Am I the only one that sees this problem? Is there some configuration setting that I'm just stupidly overlooking here? Or am I stuck forever adding zillions of special rules to fontconfig for all the obscure fonts that web designers decide to use?
Last edited by tmhedberg (2011-07-31 07:08:59)

brebs wrote:Please provide some examples of bad web pages, and the fontconfig tweaks you're using.
Actually, I think I explained the problem poorly, and I omitted some relevant information from the original post.
To illustrate:
$ fc-match 'DejaVu Sans'
DejaVuSans.ttf: "DejaVu Sans" "Book"
$ fc-match Century
DejaVuSans.ttf: "DejaVu Sans" "Book"
I don't have a font called "Century" installed, so fontconfig just falls back to its default, which happens to be DejaVu Sans. That's fine in the general case.

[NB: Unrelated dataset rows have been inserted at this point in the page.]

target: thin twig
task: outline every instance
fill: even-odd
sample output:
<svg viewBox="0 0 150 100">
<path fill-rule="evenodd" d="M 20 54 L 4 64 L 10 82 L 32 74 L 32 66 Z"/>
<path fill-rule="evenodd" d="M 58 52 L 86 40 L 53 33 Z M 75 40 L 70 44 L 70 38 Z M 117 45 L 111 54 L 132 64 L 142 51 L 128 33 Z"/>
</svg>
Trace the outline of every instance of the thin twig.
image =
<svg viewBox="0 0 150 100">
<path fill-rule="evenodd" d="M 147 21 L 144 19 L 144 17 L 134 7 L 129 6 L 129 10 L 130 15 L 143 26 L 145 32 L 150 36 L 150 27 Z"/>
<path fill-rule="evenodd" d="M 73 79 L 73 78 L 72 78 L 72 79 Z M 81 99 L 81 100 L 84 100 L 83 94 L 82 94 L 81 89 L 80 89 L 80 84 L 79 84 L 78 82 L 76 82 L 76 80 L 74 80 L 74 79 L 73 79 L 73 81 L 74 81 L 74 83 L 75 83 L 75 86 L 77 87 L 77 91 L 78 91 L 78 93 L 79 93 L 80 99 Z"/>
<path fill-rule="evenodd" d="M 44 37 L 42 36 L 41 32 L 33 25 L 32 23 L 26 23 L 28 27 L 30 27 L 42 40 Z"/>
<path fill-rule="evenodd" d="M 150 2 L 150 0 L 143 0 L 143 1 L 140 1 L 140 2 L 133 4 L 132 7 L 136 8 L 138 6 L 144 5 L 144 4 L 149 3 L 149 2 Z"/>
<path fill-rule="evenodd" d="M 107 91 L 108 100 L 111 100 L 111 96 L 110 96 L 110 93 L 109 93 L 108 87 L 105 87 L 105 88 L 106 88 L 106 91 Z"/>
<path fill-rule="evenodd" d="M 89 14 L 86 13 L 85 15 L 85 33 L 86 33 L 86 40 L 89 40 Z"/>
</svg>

Here's a webpage with `font-family: Century, serif` in its CSS: http://goertzel.org/dynapsyc/yamaguchi.htm. So if Century is not available, Firefox should fall back to the default "serif" font set in the Firefox preferenes, which in my case is Times New Roman.
Instead, I get this ugliness: http://tmh.cc/img/ff_ugly.png
If I use Firebug to change the first font in the CSS font-family list to "DejaVu Sans", it looks good: http://tmh.cc/img/ff_dejavu.png. Or, if I just remove Century from the list entirely, so that it just says "serif", the I get Times New Roman, as expected: http://tmh.cc/img/ff_times.png.
So it seems that Firefox is consulting fontconfig for the first font in the CSS list, as I said before. But when fontconfig just returns its default font (or more likely, if the fontconfig value is too far off from what Firefox wants), then it's not using fontconfig's font, nor is it falling back to the second font in the CSS list. It just uses something completely different, and quite ugly.
My custom rules in /etc/fonts/local.conf are just a bunch of these:
<!-- Replace Times with Times New Roman -->
<match target="pattern" name="family">
<test name="family" qual="any">
<string>Times</string>
</test>
<edit name="family" mode="assign">
<string>Times New Roman</string>
</edit>
</match>
Each of which maps a font name that fontconfig doesn't match properly to a font that I actually have. But having to add so many of these rules specifically for Firefox when other applications, even other web browsers, seem to have no problem is very irritating and seems unneccesary. I suspect that I'm missing something obvious, hence this thread.